いや、ライネだけはかろうじて想像していたけれど。
「これは早急に話し合いが必要です」
「まずは落ち着こう、エルナ」
エルナの声色が一オクターブ下がり、アウリスは慌てて一度作戦を練り直そうと提案する。
「ほら、まずは魔王を油断させるというオリヴェルの作戦かもしれない」
「…………」
アウリスの言葉を聞き、エルナは再度オリヴェルへ視線を向ける。やはり楽しそうにしている姿が目に入り、「ありえません」と切り捨てる。
「共にした一ヶ月で、わたくしはオリヴェルのあんな笑顔をみたことがありません」
もちろんほかのメンバーも見たことはないのだが、それを言ったらやばいと思い誰もが口を噤む。
アウリスはぐっと拳を握りしめて、それでも仲間であるオリヴェルを信じたいと口にする。絶対何か理由があるはずだと、熱弁する。
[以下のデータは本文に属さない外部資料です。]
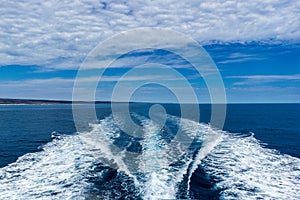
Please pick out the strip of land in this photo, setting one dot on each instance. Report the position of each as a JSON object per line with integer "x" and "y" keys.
{"x": 39, "y": 101}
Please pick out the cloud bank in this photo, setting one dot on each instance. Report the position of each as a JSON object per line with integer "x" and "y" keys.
{"x": 59, "y": 34}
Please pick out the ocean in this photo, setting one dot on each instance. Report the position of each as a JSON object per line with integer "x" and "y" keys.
{"x": 256, "y": 155}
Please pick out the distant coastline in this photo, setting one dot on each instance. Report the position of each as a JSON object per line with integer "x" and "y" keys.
{"x": 42, "y": 101}
{"x": 8, "y": 101}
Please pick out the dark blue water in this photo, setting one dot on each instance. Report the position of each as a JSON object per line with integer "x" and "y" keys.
{"x": 256, "y": 156}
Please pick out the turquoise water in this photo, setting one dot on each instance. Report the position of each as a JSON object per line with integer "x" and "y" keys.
{"x": 256, "y": 155}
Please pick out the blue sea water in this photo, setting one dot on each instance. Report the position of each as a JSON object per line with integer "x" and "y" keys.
{"x": 255, "y": 156}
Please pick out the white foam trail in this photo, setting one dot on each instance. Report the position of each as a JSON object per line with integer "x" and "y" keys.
{"x": 154, "y": 164}
{"x": 57, "y": 172}
{"x": 100, "y": 140}
{"x": 204, "y": 133}
{"x": 246, "y": 170}
{"x": 162, "y": 178}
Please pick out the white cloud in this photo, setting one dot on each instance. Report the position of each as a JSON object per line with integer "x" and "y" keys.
{"x": 59, "y": 34}
{"x": 259, "y": 79}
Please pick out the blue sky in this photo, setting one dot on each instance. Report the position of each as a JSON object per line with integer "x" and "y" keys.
{"x": 255, "y": 45}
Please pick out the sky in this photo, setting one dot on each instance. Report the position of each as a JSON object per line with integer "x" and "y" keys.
{"x": 255, "y": 46}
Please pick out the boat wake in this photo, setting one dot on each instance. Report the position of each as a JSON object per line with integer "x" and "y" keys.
{"x": 107, "y": 163}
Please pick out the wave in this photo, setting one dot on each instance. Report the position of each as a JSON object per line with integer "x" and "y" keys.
{"x": 244, "y": 169}
{"x": 106, "y": 163}
{"x": 56, "y": 171}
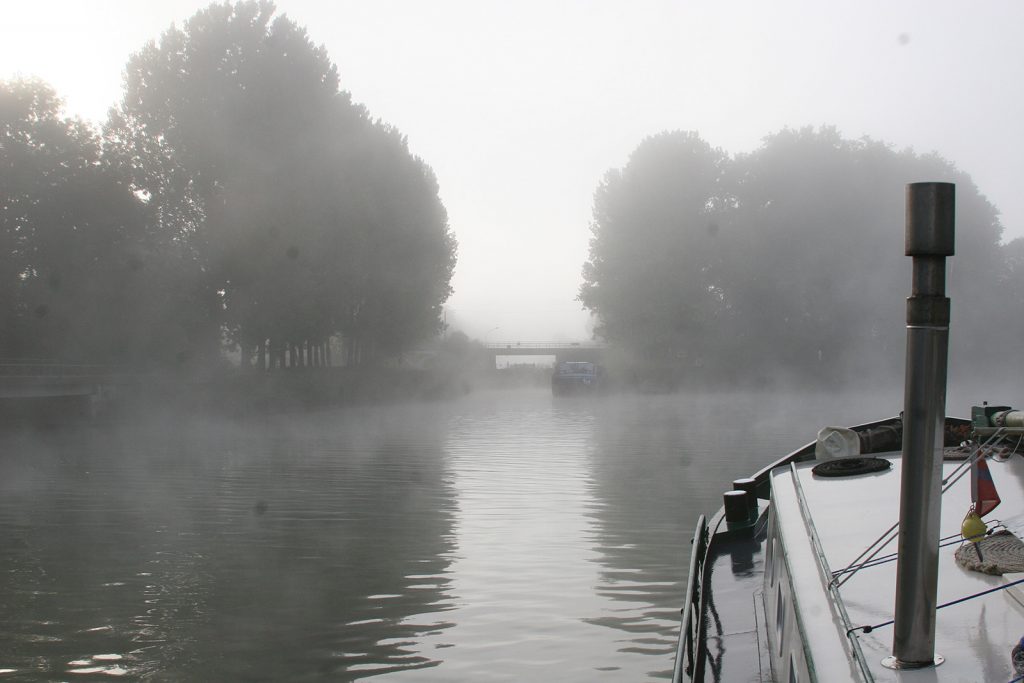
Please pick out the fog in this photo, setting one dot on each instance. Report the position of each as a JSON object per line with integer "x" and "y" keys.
{"x": 521, "y": 108}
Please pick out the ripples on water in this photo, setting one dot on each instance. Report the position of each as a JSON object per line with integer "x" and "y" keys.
{"x": 505, "y": 537}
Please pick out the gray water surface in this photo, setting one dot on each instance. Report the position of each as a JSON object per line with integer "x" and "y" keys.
{"x": 504, "y": 537}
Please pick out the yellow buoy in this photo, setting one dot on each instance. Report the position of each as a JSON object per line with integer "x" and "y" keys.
{"x": 973, "y": 527}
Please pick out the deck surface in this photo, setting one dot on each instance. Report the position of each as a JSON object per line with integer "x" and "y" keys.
{"x": 975, "y": 637}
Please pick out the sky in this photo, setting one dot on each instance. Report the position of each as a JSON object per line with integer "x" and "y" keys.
{"x": 521, "y": 107}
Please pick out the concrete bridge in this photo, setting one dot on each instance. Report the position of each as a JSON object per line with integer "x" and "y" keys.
{"x": 591, "y": 351}
{"x": 42, "y": 379}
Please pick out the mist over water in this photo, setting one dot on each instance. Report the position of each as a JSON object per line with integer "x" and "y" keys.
{"x": 507, "y": 536}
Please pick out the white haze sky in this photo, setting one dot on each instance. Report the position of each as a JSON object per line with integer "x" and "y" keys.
{"x": 520, "y": 107}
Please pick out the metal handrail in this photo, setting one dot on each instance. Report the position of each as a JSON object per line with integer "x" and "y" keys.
{"x": 812, "y": 535}
{"x": 689, "y": 629}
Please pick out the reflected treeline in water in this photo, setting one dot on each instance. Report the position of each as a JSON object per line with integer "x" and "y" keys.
{"x": 507, "y": 536}
{"x": 297, "y": 549}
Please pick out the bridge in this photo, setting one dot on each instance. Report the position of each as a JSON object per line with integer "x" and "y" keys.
{"x": 592, "y": 351}
{"x": 42, "y": 379}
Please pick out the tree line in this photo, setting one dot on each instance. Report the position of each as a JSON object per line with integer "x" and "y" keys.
{"x": 784, "y": 261}
{"x": 235, "y": 198}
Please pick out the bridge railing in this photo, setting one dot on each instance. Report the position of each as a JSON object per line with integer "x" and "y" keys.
{"x": 552, "y": 345}
{"x": 35, "y": 368}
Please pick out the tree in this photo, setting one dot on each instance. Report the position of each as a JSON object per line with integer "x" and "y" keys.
{"x": 73, "y": 246}
{"x": 800, "y": 270}
{"x": 284, "y": 191}
{"x": 653, "y": 270}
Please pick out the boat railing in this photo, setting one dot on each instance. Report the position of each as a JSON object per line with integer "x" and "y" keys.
{"x": 687, "y": 651}
{"x": 834, "y": 591}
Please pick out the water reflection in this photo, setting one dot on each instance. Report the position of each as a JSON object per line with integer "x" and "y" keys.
{"x": 259, "y": 551}
{"x": 504, "y": 537}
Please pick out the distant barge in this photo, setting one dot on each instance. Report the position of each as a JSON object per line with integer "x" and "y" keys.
{"x": 577, "y": 377}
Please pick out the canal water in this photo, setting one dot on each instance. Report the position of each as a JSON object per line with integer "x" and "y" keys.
{"x": 503, "y": 537}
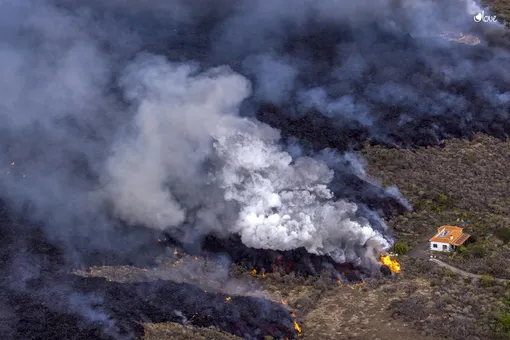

「オリヴェルが、俺たちを裏切って魔王につくはずがないだろう!?」
お願いだから、オリヴェルを信じてくれとアウリスが声を荒らげる。
「アウリス……」
その必死の叫びを聞き、確かに誰もが冷静さを欠いてしまっていたとエルナが謝罪をしようとして――起こった光景に今度こそ悲鳴をあげた。
オリヴェルがそれはそれは嬉しそうに、セシリアの頭を撫でてその髪に優しく口づけていた。
「明日、兵を連れてオリヴェル邸に行きます。これは女王としての、決定事項です。拒否は許しませんよ、わかっていますね? アウリス」
「オリヴェル……」
何かの間違いだと言ってくれオリヴェルと、アウリスの呟いた声は風に溶けた。